What It Could Have Done Better
Even though I was surprised by how much I was enjoying Ancestors, it is far from flawless. The game’s crafting system leaves little to be desired after you make the same object 60 times. Seriously, a system to fast make things after a certain amount of crafts would be great! Item management between your hominid's hands also feels janky, with craftable items always needing to be in the left hand. This gets even more awkward when you need to have an item in the right if you want to be able to attack any predators. Thankfully, some of the traits you unlock can help with your hand management, but still, having an easy way to have food and other items stay on-screen without forgetting them would also have been a plus.

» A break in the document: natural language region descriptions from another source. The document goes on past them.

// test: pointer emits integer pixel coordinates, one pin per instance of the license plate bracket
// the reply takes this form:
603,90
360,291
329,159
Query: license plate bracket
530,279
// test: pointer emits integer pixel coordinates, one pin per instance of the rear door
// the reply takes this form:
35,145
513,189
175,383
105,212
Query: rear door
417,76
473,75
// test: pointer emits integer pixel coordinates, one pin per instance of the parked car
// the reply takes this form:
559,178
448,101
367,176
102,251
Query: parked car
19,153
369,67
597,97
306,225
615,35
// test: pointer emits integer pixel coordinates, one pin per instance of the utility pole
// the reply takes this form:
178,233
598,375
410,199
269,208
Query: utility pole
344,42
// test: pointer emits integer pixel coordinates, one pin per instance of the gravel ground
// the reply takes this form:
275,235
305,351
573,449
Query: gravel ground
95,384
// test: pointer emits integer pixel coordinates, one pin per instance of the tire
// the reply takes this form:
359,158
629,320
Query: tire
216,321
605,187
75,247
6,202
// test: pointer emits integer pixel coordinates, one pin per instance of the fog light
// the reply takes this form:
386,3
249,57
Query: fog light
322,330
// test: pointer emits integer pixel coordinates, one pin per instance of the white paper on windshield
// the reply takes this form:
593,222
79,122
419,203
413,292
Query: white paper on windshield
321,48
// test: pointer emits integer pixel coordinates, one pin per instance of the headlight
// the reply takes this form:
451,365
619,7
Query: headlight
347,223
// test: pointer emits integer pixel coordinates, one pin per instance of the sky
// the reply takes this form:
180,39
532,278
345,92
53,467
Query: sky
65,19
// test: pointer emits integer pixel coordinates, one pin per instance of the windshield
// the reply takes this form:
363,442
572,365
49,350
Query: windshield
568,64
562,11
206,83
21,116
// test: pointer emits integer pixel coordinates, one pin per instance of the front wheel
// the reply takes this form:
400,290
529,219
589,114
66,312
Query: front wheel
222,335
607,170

These are just some quality of life improvements I can think of that would make the experience of Ancestors just a bit more approachable.
Ancestors: The Humankind Odyssey is an interesting and, again, unique game that I am sure will be polarizing to many. It could be considered by many to be dull or slow, but that is where I drew my joy for the game. I could take my time to do things, there was literally no rush. If you find you have a particular generation you enjoy playing with, stick with them for a bit and see if you can’t figure more things out! Shoot, after I figured out most of the basics I even went back and started a new map just so I could apply everything I learned far earlier in the game. The differences it made for my clan were huge, as in my previous map they were nearly extinct. Now I have a growing lineage and don’t have to live with the guilt of knowing there was nothing I could do to save them. I have yet to reach 2,000,000 BC but I can’t wait to see what it takes to get there! The experience is far from perfect, but the journey I have had so far has been one of my favorites for 2019! If you are looking for something new to try out, give Ancestors a shot and see if it hooks you too!